How to Watch a Tennis Match (Sorry, Slightly Condescending)

Sometimes when I hear or read analyses of matches I feel like some of the commentators or tweeters didn’t see the same match I did. That might actually be the case. Maybe I wasn’t watching closely enough. Or maybe the commentators weren’t. The seemingly simple task of viewing a tennis match is becoming a lost art. So, with the US Open about to begin and fans being allowed back onto the grounds, herewith are my unintentionally condescending tips for how to watch a match, especially in person. If you’re asking what makes me qualified to give advice, the answer is not much, other than the fact that I’ve been watching and playing tennis since 1973. And I’m much better at watching than playing.

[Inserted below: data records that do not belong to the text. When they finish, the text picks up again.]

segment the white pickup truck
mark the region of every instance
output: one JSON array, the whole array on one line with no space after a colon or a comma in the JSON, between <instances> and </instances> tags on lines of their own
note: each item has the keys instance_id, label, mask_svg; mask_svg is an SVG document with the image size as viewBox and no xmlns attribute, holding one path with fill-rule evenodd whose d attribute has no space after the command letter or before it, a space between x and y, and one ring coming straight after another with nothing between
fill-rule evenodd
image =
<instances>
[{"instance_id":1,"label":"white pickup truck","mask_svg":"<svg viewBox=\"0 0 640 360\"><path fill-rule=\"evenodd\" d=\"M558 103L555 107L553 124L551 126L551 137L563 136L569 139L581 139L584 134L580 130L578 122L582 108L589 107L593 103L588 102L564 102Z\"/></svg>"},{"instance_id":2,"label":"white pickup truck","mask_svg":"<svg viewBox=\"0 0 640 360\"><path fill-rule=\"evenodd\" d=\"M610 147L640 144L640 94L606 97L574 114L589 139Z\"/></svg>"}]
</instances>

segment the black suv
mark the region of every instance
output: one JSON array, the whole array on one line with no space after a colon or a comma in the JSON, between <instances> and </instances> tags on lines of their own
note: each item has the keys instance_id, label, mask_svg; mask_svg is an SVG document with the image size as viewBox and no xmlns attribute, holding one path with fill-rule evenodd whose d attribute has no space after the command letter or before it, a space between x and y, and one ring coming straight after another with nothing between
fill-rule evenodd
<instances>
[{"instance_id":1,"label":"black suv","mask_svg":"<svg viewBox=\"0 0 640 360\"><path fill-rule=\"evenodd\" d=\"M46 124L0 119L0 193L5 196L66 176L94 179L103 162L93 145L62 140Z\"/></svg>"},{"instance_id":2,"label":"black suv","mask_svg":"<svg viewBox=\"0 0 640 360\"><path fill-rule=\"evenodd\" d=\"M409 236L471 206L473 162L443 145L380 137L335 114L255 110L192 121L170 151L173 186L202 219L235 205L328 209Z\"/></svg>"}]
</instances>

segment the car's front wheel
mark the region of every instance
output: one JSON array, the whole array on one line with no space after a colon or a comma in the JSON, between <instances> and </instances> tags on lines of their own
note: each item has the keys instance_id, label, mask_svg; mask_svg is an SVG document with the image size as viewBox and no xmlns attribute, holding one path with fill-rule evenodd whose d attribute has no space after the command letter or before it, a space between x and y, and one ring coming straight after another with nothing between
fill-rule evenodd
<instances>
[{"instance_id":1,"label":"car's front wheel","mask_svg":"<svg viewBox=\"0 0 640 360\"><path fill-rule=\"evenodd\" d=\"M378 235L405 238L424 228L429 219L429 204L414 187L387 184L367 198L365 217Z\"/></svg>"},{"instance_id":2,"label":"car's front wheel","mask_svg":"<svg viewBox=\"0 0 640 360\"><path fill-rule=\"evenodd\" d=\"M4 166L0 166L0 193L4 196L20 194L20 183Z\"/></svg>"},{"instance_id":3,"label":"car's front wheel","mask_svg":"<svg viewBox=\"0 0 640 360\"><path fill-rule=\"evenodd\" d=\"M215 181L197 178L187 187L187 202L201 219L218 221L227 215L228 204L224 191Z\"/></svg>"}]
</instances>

Actually watch the match. Allow yourself to become totally absorbed by it. What this really means is don’t look at your phone. Not even between points, and if you can avoid it, not even between games. To be sure, this falls under the “do as I say, not as I do” category. I wish I could say I never look at my phone during matches. It’s astounding how many fans are face-deep in their phones during entire points. Even the fans who think they’re not doing that are often looking up from their phones only after they hear the sound of the serve. But if you do that, you’ve probably missed the serve, which is the most important shot.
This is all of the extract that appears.